O levantamento, de 16 mil processos de casamentos ocorridos entre 1600 e 1815 no Rio, indica que a união com papel passado era privilégio dos brancos (70%). Mas, como a sociedade era composta predominantemente de mestiços e negros, a conclusão dos pesquisadores é que a maioria era ''amasiada'', como se dizia na época. Até mesmo nos 30% restantes de casamentos de mestiços e negros, a grande maioria ocorria entre pessoas da mesma raça, negros com negros, mulatos com mulatos etc. ''Nós vemos aí que o preconceito já estava presente. Os brancos queriam casar com outros brancos. Quando tinham uma relação com uma negra, não oficializavam.
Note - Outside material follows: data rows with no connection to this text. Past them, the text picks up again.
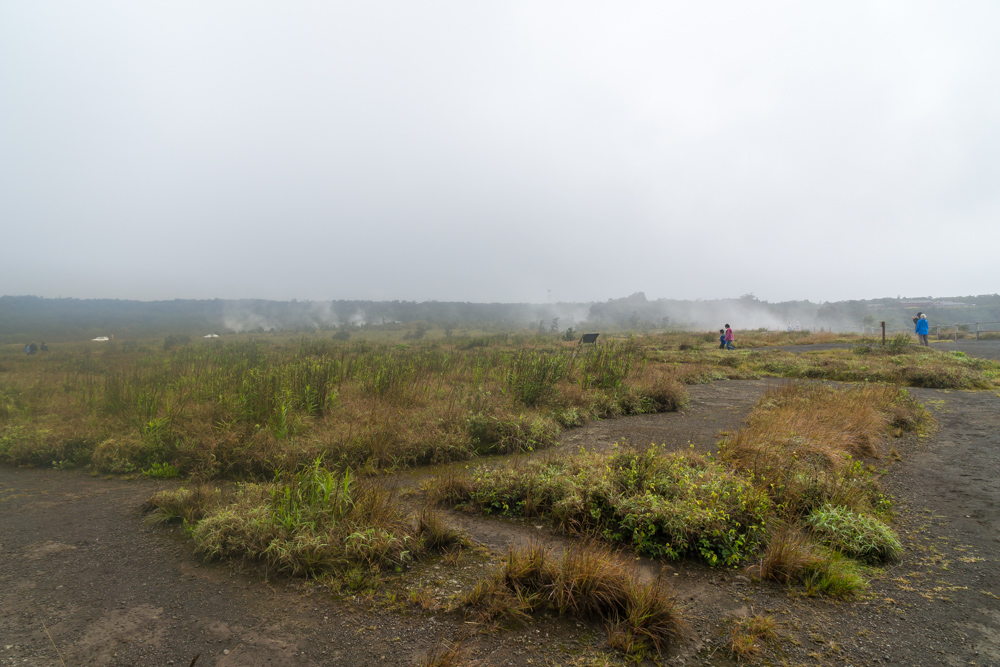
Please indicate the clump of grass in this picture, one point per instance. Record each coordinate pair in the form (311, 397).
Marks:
(435, 534)
(856, 535)
(660, 504)
(792, 557)
(448, 654)
(803, 443)
(584, 582)
(748, 636)
(188, 505)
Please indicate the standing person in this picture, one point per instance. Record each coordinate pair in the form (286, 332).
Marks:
(922, 327)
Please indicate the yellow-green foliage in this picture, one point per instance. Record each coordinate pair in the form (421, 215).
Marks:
(661, 504)
(305, 523)
(249, 407)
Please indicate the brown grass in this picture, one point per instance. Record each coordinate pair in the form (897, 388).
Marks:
(805, 442)
(750, 635)
(587, 581)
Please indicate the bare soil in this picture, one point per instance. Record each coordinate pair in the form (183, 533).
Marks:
(84, 582)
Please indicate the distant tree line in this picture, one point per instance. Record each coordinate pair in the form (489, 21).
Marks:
(25, 318)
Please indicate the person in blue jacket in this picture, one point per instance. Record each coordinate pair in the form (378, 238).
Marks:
(921, 328)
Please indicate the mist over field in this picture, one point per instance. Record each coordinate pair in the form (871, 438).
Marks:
(26, 318)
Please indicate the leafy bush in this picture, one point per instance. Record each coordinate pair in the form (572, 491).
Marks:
(856, 535)
(663, 505)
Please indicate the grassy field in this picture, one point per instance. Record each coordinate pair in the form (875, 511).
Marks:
(287, 441)
(306, 424)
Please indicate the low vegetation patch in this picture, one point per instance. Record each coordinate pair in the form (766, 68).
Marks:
(305, 523)
(661, 504)
(806, 443)
(860, 536)
(791, 489)
(749, 636)
(588, 582)
(248, 408)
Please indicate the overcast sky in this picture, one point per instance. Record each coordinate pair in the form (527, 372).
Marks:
(493, 151)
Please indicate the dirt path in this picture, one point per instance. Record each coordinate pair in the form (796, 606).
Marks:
(81, 575)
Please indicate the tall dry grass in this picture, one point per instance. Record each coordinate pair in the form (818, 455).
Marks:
(586, 581)
(249, 407)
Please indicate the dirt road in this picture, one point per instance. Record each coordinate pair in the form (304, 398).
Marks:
(83, 582)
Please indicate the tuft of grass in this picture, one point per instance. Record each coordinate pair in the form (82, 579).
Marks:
(435, 534)
(804, 443)
(187, 505)
(448, 654)
(750, 635)
(588, 582)
(306, 523)
(791, 557)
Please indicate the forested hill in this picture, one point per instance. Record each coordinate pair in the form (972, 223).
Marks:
(24, 318)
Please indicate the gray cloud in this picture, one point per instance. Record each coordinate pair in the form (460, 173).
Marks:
(471, 152)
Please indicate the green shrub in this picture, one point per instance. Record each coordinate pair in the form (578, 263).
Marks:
(856, 535)
(662, 505)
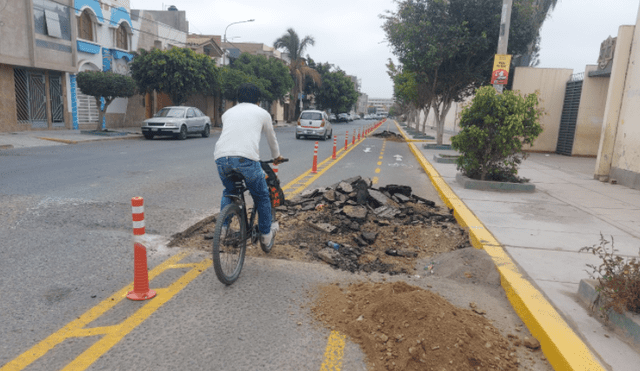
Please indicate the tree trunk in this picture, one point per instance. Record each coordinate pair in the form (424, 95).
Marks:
(217, 111)
(440, 117)
(424, 121)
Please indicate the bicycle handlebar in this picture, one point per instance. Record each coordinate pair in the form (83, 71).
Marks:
(271, 161)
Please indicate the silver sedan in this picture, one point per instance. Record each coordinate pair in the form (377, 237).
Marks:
(177, 121)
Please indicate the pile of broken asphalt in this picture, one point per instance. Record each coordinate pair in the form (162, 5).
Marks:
(355, 227)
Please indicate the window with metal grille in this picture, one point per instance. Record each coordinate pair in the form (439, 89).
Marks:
(85, 26)
(122, 38)
(52, 19)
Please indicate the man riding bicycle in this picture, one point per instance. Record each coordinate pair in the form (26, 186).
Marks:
(238, 151)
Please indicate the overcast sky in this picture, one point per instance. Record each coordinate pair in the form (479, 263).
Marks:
(348, 33)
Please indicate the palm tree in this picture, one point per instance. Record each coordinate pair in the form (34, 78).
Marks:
(290, 42)
(542, 8)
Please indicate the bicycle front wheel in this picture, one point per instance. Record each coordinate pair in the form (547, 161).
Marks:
(229, 244)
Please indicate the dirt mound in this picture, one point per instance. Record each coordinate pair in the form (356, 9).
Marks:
(403, 327)
(383, 230)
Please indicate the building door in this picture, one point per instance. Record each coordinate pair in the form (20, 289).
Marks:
(57, 106)
(31, 98)
(569, 116)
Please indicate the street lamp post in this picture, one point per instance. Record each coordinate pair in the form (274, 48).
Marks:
(503, 39)
(224, 50)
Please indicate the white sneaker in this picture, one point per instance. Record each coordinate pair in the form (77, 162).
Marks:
(267, 239)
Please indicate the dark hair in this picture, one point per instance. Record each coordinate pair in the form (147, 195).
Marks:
(248, 93)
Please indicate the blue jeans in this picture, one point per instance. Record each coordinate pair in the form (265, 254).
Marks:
(254, 178)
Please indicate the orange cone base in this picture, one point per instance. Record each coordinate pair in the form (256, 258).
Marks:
(132, 295)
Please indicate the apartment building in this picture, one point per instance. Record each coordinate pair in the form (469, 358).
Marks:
(38, 51)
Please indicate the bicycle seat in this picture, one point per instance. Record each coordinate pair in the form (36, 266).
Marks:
(237, 179)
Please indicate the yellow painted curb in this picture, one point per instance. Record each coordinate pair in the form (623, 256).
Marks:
(562, 347)
(59, 140)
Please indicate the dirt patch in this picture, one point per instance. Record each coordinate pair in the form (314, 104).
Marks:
(354, 227)
(403, 327)
(389, 135)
E mesmo os negros preferiam pessoas da mesma cor'', relata Nireu Cavalcanti, pesquisador da UFF que, há três anos, estuda os processos de casamento arquivados na Catedral Metropolitana do Rio de Janeiro.
A outra revelação é que, em uma amostra escolhida de 100 processos, em apenas dois os cônjuges eram escravos. Formalizar a união não tinha muito valor ou utilidade para quem vivia limitado à casa do senhor.
Se hoje o Censo faz o levantamento de raças no País com base na resposta do entrevistado, dizendo se é branco, pardo ou preto, no Rio colonial era o padre que fazia a classificação olhando para os cônjuges (ou bebês na certidão de nascimento). A nomenclatura também era diferente: entre branco e negro, existiam o mulato, o pardo e o cabra (sendo o mulato o mais claro e o cabra, o mais próximo do negro). Havia ainda as diferenciações para origem: preto era o escravo nascido na África e crioulo, o escravo brasileiro.
O estudo também esclarece algumas biografias e histórias de famílias nobres do Rio. Cavalcanti conta que, pelo registro de casamento do pintor escravo Manoel da Cunha, ele conseguiu traçar a verdadeira história de um dos maiores artistas da época.
Os livros sobre o pintor dizem que Cunha foi alforriado pelo bondoso senhor. Mas o documento do seu casamento diz que a história não foi bem assim: o pintor comprou sua libertação e ainda pagou mais do que deveria por já ser famoso.
A pesquisa mostra ainda que o casamento foi, no Brasil colônia, um subterfúgio para o estrangeiro ameaçado de ser expulso do Brasil. Muitos processos indicam claramente casamentos arranjados ou apressados para garantir a permanência no País. Um dos casos mais curiosos foi o de John Cherem, que mudou de nome e acabou virando João Xerem.
Casou com Barbara Souto Maior em 1688 às pressas e comprou um sítio nos arredores do Rio. Hoje, Xerem é um distrito de Duque de Caxias (município do Rio), onde Zeca Pacodinho tem um sítio e uma escola para crianças.
Cavalcanti também encontrou um caso em que o processo revela o passado secreto do cônjuge. O governador do Rio Grande do Sul, José Marcelino de Figueiredo, teve que revelar seu verdadeiro nome (Manoel Gomes Sepúlveda) quando se casou com Joana Correia de Sá, em 1781. Com aprovação do rei de Portugal, o capitão português Manoel tinha mudado de nome e fugido para o Brasil para escapar da condenação por matar um oficial inglês.